Nous sommes dans un marché unique européen où les normes de garantie de sécurité alimentaire existent de façon identique que les produits proviennent d’Almeria, de Sicile, de Perpignan ou du Péloponnèse. Tous les producteurs européens ainsi que des pays tiers commerçant avec l’Europe sont soumis aux mêmes obligations émises par Bruxelles en matière de traçabilité et de normes.

Nous dénonçons les fausses informations diffusées tous azimuts quant au fait que les camions espagnols circuleraient sans les papiers obligatoires. Chaque camion qui arrive chez nos membres, dispose d’une lettre de voiture, comme la loi l’exige (y compris les camions qui ont été vidés par les manifestants). Quant à la marchandise, elle circule dans le cadre de la vente en consignation dont les règles juridiques sont définies clairement.

Il est bon de rappeler qu’il existe un Comité franco-italo-espagnol dont le rôle est d’améliorer les relations entre professionnels des trois pays et d’examiner les dispositifs européens concernant notamment les mesures de gestion des crises qui affectent ce marché. Réuni le 29 avril 2014 à Rome, il a examiné les risques de surproduction de l’ordre de 15% en pêche/nectarine pour ces trois pays sans définir, ni arrêter de plan d’action.

De même, lors du dernier salon Medfel de Perpignan, qui s’est déroulé du 13 au 15 mai 2014, l’annonce du télescopage des productions du Sud de la Méditerranée faisait déjà l’objet des conversations. Une climatologie peu favorable en juin et début juillet n’a fait qu’amplifier le phénomène, avec une consommation atone sur les fruits d’été.

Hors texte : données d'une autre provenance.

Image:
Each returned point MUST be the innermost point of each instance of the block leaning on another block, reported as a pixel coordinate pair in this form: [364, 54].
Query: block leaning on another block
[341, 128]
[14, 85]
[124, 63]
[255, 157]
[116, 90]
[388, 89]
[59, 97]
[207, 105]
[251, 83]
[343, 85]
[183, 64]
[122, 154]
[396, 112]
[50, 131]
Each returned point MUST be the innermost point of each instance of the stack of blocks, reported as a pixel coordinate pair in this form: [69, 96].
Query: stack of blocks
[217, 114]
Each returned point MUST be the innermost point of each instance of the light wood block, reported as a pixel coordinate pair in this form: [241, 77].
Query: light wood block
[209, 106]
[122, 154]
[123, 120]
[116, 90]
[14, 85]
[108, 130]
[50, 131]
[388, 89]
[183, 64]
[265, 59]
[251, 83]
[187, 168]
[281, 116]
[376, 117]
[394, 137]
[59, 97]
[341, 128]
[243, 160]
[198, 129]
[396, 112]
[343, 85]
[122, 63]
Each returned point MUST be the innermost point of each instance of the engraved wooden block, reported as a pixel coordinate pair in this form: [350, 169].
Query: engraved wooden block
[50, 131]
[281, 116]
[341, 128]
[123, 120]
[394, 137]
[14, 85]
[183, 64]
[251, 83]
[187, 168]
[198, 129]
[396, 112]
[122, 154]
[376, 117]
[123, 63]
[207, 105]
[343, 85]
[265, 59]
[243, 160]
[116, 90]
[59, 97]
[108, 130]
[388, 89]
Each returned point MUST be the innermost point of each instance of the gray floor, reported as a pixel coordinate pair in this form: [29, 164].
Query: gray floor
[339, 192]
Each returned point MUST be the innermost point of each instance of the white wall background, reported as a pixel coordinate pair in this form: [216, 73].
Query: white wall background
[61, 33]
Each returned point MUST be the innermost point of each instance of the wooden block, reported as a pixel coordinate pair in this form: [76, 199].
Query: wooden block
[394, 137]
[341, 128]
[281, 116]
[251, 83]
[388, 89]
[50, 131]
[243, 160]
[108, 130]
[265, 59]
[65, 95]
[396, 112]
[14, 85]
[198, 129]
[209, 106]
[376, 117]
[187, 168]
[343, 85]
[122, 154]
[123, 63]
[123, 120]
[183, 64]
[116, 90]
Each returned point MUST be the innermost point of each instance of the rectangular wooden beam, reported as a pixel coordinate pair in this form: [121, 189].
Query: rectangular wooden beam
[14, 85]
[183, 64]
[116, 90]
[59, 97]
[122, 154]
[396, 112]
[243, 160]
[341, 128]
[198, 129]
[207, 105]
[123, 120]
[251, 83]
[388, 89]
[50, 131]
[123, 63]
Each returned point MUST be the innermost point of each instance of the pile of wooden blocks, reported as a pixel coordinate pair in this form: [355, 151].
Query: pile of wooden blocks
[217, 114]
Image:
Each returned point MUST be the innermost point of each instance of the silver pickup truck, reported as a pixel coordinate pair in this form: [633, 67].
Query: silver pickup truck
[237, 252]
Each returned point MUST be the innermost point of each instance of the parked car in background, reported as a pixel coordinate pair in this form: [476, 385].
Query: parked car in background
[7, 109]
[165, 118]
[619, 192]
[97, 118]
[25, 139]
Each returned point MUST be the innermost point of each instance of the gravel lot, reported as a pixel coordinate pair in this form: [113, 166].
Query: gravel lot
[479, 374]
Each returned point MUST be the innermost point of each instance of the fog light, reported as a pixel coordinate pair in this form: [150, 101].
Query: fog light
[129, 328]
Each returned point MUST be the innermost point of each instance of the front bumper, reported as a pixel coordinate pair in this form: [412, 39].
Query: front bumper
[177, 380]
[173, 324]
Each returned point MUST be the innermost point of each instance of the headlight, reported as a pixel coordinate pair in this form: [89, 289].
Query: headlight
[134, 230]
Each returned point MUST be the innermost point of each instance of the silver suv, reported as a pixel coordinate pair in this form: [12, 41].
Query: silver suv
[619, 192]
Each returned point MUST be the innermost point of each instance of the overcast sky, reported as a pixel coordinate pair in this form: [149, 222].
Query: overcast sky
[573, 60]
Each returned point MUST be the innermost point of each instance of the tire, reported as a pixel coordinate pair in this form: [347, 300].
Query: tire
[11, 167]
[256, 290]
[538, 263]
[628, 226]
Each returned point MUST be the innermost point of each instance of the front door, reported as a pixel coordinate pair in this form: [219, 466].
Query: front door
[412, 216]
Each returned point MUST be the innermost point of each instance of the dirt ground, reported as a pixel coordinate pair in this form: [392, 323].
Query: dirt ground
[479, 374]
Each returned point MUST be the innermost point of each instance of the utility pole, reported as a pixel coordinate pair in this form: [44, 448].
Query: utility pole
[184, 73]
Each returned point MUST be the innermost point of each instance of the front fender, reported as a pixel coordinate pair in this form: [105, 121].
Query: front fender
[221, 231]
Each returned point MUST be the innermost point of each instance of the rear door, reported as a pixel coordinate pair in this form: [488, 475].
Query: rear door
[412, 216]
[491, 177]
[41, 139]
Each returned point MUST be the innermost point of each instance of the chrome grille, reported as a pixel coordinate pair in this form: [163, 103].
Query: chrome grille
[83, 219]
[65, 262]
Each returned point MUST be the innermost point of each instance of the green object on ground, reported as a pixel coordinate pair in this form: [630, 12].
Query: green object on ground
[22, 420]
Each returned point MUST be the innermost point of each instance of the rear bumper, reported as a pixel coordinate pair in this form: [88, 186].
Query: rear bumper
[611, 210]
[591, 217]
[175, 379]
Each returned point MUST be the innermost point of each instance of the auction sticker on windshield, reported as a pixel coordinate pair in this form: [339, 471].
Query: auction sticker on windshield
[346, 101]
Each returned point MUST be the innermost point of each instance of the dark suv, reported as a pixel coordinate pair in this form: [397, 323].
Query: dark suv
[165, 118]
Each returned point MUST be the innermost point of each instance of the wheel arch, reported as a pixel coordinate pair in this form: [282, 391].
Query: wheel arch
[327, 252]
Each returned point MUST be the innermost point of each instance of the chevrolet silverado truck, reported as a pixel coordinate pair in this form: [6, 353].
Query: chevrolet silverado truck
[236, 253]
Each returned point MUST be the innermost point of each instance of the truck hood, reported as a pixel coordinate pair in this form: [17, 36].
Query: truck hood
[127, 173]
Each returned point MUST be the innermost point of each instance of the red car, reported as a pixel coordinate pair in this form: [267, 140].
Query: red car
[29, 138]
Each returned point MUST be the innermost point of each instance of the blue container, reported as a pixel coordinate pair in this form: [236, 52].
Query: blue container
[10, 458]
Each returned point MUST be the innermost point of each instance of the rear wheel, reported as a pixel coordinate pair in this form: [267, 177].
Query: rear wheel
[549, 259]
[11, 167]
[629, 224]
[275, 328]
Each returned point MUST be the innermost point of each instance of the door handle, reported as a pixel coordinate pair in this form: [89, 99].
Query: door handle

Il est évident que nous sommes rentrés dans un contexte fortement concurrentiel où l’offre fruits et légumes annuelle est souvent excédentaire par rapport à une demande organisée d’autant plus sélective qu’elle est sollicitée par une multitude de produits indifféremment des saisons. Devant une telle situation, il est important au niveau européen d’anticiper les opportunités comme les risques de tension.

Depuis plus d’un demi-siècle, les groupes « exportateurs » espagnols ont acquis une solide expérience en matière d’exportation, de commercialisation, de maitrise des normes et de distribution et suivent les mêmes modes opératoires que l’ensemble des producteurs européens.

Enfin nous souhaitons que chaque partie concernée, ainsi que le grand public, soit réellement informé des points suivants :

→Chacun sait que les niveaux de salaire et de charges sociales sont différents en Espagne, en France, en Italie et en Grèce, gros pays producteurs, mais aussi en Allemagne et en Grande Bretagne, gros pays consommateurs.

→Il est bon de rappeler que le Syndicat National des Importateurs-Exportateurs de Fruits et Légumes de Saint-Charles rassemble des TPE et PME qui, dans un contexte tendu, maintiennent quelques 2000 emplois directs et tentent d’en créer de nouveaux, jouant pleinement leur rôle d’acteur économique de tout premier plan.

Toute situation de surproduction provoquant une baisse des prix les préoccupent tout autant que les producteurs. L’intérêt de ces opérateurs privés est de maintenir les prix autant que la situation le permet, y compris dans leur propre intérêt en tant que responsable des résultats de leurs entreprises.

Aujourd’hui si nous n’y prenons garde, ce sont les fondamentaux de la liberté du commerce et de la libre circulation qui sont également menacés ».